3. The petitioner is undergoing life imprisonment under Section 302 I. P. C. and has already undergone imprisonment of 18 years, 5 months and 6 days. The petitioner approached this Court in Criminal Writ Petition No. 26/2003 and the learned Division Bench of this Court by order dated 6-10-2003 rejected the plea of the petitioner for his early release after perusing the report of Committee for the review of sentences. The Review Committee had then stated that the Police authorities had submitted report that the petitioner may not be accepted in society in the event of his release. The Division Bench of this Court was of the view that the ground on which the petitioner's plea was rejected could not be termed as extraneous.
4. The petitioner again approached this Court in Criminal Writ Petition No. 51/2004. By Order dated 2-9-2004, the Petition was dismissed as premature as the case of the petitioner was to be placed before the Committee in September, 2004, after a lapse of 2 years.
5. In the affidavit filed by Ms. Meena Goltekar, who is stated to be the Superintendent of the Sub-Jail, Sada at Vasco-da-Gama, it was stated that the file of the petitioner was placed before the Review Committee on 6 occasions and lastly on 3:1 -2005 when the case of the petitioner for early release was not recommended. It was stated that the file of the petitioner would be placed again. It appears that it was placed again and the case of the petitioner was considered by the said Committee on 8-8-2005. The Committee in rejecting the case of the petitioner has taken note of the fact that the petitioner had completed 18 years, 5 months and 6 days of imprisonment. The District Magistrate of the native place of the petitioner has not recommended the premature release of the petitioner on the ground that the mother as well the neighbours had expressed their reservations over premature release of the petitioner. The Superintendent of Police, South Goa, also did not recommend the premature release of the petitioner on the ground that there was strong objection from the family members of the victim and there was possibility that the petitioner may take revenge on them. The Superintendent of Police, Karwar also has not recommended the premature release of petitioner on the same grounds as given by the said District Magistrate.

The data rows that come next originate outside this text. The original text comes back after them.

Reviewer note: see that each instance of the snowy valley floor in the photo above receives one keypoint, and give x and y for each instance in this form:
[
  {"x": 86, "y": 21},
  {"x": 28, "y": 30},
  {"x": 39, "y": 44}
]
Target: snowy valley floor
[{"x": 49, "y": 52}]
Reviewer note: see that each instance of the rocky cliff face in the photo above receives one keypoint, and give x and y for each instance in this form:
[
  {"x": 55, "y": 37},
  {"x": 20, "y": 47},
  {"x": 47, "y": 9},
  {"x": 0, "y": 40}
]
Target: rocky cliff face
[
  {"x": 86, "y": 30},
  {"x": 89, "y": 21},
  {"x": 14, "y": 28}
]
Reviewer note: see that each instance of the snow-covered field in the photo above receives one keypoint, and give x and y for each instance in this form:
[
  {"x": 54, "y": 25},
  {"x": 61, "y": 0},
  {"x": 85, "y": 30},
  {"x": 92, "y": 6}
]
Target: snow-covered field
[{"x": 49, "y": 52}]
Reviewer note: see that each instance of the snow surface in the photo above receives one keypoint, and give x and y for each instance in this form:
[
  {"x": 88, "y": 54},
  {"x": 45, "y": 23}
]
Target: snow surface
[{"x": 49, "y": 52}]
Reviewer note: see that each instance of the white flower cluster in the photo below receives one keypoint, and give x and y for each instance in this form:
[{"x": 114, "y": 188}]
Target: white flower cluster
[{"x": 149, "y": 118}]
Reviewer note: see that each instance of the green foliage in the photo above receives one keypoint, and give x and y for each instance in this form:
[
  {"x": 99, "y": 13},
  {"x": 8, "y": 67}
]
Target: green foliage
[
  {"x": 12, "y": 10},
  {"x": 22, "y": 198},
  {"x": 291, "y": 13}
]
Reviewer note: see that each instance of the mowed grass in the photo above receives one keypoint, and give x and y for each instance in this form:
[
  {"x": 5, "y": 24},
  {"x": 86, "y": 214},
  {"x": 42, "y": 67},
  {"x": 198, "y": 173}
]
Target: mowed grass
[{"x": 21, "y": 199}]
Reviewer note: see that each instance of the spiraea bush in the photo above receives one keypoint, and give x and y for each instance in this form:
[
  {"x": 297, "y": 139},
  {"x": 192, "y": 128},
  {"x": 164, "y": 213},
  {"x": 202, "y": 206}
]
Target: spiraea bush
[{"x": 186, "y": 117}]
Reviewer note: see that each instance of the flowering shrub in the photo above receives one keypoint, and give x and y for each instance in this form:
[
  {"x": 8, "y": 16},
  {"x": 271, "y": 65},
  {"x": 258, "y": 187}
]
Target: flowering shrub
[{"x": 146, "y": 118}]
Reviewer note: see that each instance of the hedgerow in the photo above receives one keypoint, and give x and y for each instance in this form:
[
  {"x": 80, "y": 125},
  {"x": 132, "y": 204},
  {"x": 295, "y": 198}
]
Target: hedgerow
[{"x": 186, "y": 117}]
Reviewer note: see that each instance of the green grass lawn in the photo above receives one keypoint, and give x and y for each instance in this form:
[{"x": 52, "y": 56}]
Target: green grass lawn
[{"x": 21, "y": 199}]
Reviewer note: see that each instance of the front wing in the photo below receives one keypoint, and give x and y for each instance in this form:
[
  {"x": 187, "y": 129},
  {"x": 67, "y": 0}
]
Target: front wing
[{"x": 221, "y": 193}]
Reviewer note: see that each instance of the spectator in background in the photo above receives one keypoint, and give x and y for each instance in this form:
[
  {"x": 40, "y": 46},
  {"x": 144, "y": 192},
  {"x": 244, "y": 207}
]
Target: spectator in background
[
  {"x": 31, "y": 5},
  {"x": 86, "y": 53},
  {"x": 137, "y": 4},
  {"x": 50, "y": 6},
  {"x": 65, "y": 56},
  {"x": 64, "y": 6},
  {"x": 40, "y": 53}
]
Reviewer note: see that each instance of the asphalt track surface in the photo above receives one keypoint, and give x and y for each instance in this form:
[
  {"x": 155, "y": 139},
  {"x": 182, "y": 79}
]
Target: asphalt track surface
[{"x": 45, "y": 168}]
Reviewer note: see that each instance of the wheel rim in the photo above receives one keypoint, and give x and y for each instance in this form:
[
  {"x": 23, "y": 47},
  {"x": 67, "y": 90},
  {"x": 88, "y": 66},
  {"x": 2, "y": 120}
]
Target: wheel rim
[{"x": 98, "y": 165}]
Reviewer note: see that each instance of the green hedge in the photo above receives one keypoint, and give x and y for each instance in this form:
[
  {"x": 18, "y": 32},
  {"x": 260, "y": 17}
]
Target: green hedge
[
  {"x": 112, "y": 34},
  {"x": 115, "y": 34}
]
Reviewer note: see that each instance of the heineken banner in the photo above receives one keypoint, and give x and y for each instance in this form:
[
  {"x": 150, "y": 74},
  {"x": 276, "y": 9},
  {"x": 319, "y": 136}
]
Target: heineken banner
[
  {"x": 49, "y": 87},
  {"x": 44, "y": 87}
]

It also appears that the prisoner has escaped from custody on 3-5-2004. The Committee has taken note of the fact that although the petitioner is a resident of Hiramath, Honawar, Karwar, the prisoner after his escape on 3-5-2004 was found at Canacona where the family members and witnesses of the deceased in Sessions Case No. 2/1987 were residing and not only that prisoner was also found in possession of a knife of 30 cms. length and thereafter the prisoner was tried and convicted in C.C. No. 195/3/C by Order dated 5-6-2004. Considering conduct of the prisoner, the Committee came to the opinion that the prisoner had not lost potentiality for committing crimes again and future recurrence of commission of crimes by the petitioner could not be ruled out.
6. The reasons given by the Committee for refusal to recommend the case of the petitioner for his early release are very much germane and cannot be termed to be either extraneous or unreasonable in such matters.
7. Considering the above, I find there is no merit in this petition and, therefore, the same is hereby dismissed. Rule discharged with no order as to coats.